The passing of Deepak babu or DB as most people who have traipsed through Presidency College will have known him as, brought an inexplicable sadness. I like many of my friends, was one of his less distinguised students, and as such we shared no bond. No friendship. No communication once I stepped out of college. But a man is known by the legends he creates. And Deepak babu was a man whose life was rife with legend. Stories of the things he said, things he scoffed at, the way he taught, the way he chastised, stories of his misspent youth, stories of his dismissive views of people around him... All these are the stories that made the man. Great stories make great men, and DB was a man about whom there were many great stories. Credited with phrases such as "you are innocent of economics" and "boi poro na - literary crossword cheshta koro kano?" - some of us were fortunate to have been the recipient of his wisdom, some fortunate to be the reason for his sarcasm. Most of us were just fortunate to be there when he was. From the time I joined Presidency college, the stories were whispered in the corridors and on the steps - this is where DB once got drunk as a student ... this is where DB told off so and so in no uncertain terms... some almost unreal. Like how he stowed away and worked on a ship to get to England. Or like when he saw a student staring at his wife how he put an arm around his shoulders and told him he would also get a pretty wife if he studied hard... many of them made great story telling and were perhaps far removed from reality. But like I said, great men make great legends, and their passing leaves a very large void in the fabric of our lives, distant though he may have been to us. And that great, distant void brings this inexplicable sadness.

Thoughts on Weather Deterrants
carried an umbrella today. It therefore didn't rain.

Thoughts on Racism in Big Brother

As I write this, Shilpa Shetty is on her way to becoming the face of anti-racism. It’s not an unattractive face, to be honest and one could have done worse. But it seems a bit ironic that such an important issue has surfaced so universally, in the definitively but compulsively banal Big Brother show, whose only claim to noteworthiness is the darker aspects of social engineering it seems to always suggest – couched in its grotesque attractiveness.

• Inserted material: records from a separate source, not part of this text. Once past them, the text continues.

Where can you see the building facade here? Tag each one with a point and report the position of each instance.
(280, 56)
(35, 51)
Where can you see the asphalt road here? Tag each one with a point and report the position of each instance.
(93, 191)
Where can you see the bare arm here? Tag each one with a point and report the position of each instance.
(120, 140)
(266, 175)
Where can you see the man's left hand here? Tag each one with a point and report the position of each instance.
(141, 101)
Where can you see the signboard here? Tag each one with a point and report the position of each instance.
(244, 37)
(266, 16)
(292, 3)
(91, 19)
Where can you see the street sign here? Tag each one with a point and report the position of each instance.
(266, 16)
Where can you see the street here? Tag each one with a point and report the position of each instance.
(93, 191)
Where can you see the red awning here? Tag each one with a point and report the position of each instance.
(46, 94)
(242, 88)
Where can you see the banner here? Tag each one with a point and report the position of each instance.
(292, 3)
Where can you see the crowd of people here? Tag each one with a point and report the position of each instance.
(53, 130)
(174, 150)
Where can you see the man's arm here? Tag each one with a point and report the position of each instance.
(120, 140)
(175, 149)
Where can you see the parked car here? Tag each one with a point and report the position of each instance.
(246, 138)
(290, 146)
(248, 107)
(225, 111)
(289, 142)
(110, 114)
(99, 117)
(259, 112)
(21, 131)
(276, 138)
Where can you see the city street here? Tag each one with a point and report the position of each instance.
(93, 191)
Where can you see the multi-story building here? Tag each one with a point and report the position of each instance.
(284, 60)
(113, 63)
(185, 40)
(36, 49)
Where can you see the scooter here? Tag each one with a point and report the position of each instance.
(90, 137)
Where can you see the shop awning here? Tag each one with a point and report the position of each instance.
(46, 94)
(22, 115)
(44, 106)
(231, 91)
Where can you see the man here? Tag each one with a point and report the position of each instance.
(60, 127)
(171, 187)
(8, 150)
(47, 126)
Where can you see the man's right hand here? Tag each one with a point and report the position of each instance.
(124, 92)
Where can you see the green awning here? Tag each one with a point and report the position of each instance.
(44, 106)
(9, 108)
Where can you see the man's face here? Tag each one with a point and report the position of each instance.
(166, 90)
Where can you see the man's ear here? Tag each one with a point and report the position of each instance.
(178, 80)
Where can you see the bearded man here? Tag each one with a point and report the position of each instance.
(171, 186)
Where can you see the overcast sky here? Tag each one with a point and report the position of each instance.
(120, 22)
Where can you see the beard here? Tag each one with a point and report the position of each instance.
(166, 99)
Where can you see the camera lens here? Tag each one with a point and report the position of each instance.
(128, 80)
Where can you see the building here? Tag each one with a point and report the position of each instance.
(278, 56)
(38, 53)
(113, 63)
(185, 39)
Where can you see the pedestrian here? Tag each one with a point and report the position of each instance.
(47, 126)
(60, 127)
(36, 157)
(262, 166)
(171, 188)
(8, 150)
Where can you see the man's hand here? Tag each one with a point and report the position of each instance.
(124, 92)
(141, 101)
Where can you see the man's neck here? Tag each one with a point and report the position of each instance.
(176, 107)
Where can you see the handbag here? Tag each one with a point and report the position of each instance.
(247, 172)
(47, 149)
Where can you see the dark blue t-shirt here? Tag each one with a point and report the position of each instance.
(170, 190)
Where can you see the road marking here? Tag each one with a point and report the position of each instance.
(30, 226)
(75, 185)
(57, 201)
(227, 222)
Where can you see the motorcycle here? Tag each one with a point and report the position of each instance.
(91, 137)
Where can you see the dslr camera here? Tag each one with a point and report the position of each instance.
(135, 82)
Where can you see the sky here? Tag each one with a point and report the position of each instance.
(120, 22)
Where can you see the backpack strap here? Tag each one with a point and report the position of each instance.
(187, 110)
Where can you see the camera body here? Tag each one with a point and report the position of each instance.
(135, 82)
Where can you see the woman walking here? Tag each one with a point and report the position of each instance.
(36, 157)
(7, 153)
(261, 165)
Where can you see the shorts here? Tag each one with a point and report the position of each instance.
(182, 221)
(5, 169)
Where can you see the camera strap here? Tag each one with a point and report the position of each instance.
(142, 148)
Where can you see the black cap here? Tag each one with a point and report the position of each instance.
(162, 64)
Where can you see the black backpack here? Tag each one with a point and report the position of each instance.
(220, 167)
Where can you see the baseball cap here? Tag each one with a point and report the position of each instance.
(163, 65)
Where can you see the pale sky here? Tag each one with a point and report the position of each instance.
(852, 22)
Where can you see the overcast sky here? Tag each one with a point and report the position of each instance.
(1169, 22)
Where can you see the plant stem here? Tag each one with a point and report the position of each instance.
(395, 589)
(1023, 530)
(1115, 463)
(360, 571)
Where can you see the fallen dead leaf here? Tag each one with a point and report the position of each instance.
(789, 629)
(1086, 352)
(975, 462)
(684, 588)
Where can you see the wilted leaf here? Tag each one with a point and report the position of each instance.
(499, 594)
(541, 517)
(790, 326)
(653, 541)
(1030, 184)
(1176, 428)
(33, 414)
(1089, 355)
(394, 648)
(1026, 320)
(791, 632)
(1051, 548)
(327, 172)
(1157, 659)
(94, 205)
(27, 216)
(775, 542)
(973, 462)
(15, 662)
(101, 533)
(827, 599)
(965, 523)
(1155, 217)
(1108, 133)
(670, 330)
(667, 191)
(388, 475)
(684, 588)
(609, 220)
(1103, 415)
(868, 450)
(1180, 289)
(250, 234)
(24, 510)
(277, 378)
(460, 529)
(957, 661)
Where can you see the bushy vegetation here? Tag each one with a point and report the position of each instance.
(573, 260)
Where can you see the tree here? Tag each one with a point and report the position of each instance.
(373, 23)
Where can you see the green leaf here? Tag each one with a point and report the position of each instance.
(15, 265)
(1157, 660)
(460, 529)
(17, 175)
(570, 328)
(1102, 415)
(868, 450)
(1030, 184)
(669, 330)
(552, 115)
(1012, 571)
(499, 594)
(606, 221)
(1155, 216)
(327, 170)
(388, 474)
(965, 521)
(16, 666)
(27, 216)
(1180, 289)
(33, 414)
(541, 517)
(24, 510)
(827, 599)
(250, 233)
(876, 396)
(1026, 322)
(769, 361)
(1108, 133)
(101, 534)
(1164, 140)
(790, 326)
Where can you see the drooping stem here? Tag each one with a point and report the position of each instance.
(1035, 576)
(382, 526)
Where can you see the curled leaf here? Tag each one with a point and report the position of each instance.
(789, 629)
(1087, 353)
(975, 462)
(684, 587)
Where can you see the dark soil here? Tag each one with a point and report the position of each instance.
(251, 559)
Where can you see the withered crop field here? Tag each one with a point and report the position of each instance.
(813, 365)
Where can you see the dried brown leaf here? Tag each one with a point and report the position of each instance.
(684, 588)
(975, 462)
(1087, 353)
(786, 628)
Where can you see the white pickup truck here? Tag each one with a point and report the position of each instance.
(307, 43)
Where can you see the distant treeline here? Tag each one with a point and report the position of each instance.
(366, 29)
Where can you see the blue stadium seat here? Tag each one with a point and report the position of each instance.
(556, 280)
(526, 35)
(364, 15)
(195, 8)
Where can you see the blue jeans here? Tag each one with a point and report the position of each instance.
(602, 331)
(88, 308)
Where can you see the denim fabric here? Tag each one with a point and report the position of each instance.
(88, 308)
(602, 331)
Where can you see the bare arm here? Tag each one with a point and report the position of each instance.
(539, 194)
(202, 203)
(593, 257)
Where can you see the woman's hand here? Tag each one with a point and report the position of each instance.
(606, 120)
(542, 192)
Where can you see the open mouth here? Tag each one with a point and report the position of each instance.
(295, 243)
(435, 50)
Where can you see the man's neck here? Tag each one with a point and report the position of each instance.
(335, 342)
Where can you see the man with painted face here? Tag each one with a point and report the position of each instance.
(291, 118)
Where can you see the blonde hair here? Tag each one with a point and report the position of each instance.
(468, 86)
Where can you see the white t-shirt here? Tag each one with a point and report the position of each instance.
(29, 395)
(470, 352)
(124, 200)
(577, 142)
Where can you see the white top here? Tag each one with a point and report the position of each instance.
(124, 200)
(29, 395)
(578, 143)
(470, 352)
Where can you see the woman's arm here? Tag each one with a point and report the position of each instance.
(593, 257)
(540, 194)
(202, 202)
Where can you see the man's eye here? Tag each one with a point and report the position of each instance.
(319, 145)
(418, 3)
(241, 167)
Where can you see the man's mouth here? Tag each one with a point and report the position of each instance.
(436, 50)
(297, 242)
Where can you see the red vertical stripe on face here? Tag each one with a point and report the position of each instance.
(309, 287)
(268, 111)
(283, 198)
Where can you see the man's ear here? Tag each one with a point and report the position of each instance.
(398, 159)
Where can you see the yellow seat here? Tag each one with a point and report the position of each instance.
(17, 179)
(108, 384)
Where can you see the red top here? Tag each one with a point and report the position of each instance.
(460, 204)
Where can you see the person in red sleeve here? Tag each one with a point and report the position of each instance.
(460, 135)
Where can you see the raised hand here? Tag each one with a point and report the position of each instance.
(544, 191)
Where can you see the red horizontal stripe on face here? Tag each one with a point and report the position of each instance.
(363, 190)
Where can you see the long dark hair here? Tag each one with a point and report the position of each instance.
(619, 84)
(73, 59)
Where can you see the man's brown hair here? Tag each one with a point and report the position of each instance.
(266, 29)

Its also a sign of the lack of social enlightenment which haunts Britain’s masses – making them no different to their much pilloried American counterparts.

What should worry most British people is not that racism exists, because in smaller and larger doses, it does, universally exist – even in India or Pakistan – but that the ironically named Ms Goody is a publicly known figure who attracts her share of ridicule now and then but is otherwise not seen as racially offensive or right-wing or even a particularly nasty person. This means that for most Britons, she was, hitherto, “one of us”. Suddenly, her new image - insensitive, racially prejudiced, not very clever and not very nice – hurts more because of this reason. It’s not a nice stereotype you’d want beamed across the world. The reality is perhaps ignorance and not racism. But that too is scant solace.